Post-Nice: France gave up liberty for no more security

Amidst the klieg lights of the Republican National Convention and the tension of the post-coup crackdown in Turkey, it’s been easy to forget about last week’s appalling terrorist attack in Nice. Mohamed Bouhlel, a self-anointed “soldier of Islam,” mowed down a crowd of Bastille Day revelers in a tractor-trailer truck, killing 84 and injuring many more. This week, France mourns, as it has all too often over the past year.

Think too hard about the murders and they chill your bones. A lone wolf killed more people than the Orlando nightclub shooter and the San Bernardino jihadists combined, without the aid of a conventional weapon, using the kind of vehicle that’s passed by my window several times since I started writing this column. How exactly do you stop such an attack? Implement “truck control”? Disperse celebrations on the French Riviera? (Good luck with that.)

If you’re a foreign policy hawk, then your solution is the same as after every terrorist attack: more surveillance and more power to the national security bureaucracy. This isn’t just an affront to liberty; it’s guaranteed to be ineffective. The fact is that France already has a latitudinous surveillance law — call it the Patriot Act on steroids — and it not only failed to stop Bouhlel, it may have made his capture even less likely.

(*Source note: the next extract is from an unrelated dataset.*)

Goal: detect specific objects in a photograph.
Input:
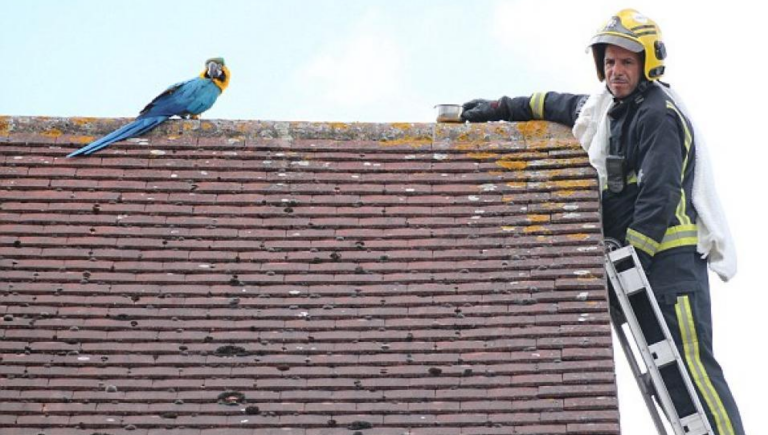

Four months after a terrorist attack that targeted the Charlie Hebdo satirical magazine, the French parliament passed an expansive surveillance package. The new powers were needed, said French Prime Minister Manuel Valls, because France hadn’t updated its surveillance provisions since 1991, long before the proliferation of cell phones and the Internet. Fair enough, but there was another likely reason Valls was pleased with the law: it grants him—him personally—massive new powers.

The law allows French security services to peep at phone calls and Internet communications without obtaining a warrant, as do current American statutes. But our NSA must at least present its case to the Foreign Intelligence Surveillance Court (FISC). This is a glorified rubber stamp — the FISC has waved through more spooks than the parking-lot attendant at Langley — but at least in theory, it’s a layer of accountability. France’s power of oversight, on the other hand, is vested in a committee chaired by Valls, who can singlehandedly override the other members’ objections.

The equivalent here in America would be Paul Ryan gaining access to every one of our calls and emails. One imagines him in that red baseball cap at the gym, pumping iron in one hand and scrolling through metadata with the other. It’s the very definition of an autocratic system.

There’s plenty more. The French law also forces Internet Service Providers to install “black boxes” that vacuum up metadata and make it accessible to intelligence agencies. It contains a “sneak-and-peek” provision similar to the Patriot Act, which allows government operatives to break into suspects’ homes and monitor them. And it green-lights the use of ISMI catchers — essentially incognito cell towers, they sweep up all phone communications within a given area, including, if needed, people’s locations.

Even worse, while the Patriot Act is explicitly limited to terrorism, the French law applies to other cases, including those of “organized delinquency.” So at least all the disorganized delinquents in France can rest easy. It can also be activated to protect the country’s “economic, industrial and scientific interests,” which is so elastic as to include just about everything. Sen. Rand Paul was absolutely correct to call the French law “a thousandfold more invasive” than anything on the books in America.

All this surely means the French are suffering the same problem that’s confounded the NSA since it was expanded after 9/11: a glut of useless information that makes it tougher to track the actual evildoers. With endless data flowing in, preventing terrorism has gone from finding needles in haystacks to finding needles on hay farms. None of the provisions listed above would have stopped Bouhlel, who had no connections to ISIS and a record of only petty crime.

This is the great divergence of modern surveillance: as intelligence agencies modernize their craft, terrorists elude them by going back to basics. How do you stop a truck? How do you neutralize a non-threat? Certain reforms, like increased intelligence-sharing among European nations, might help. But more surveillance itself certainly isn’t going to do the trick.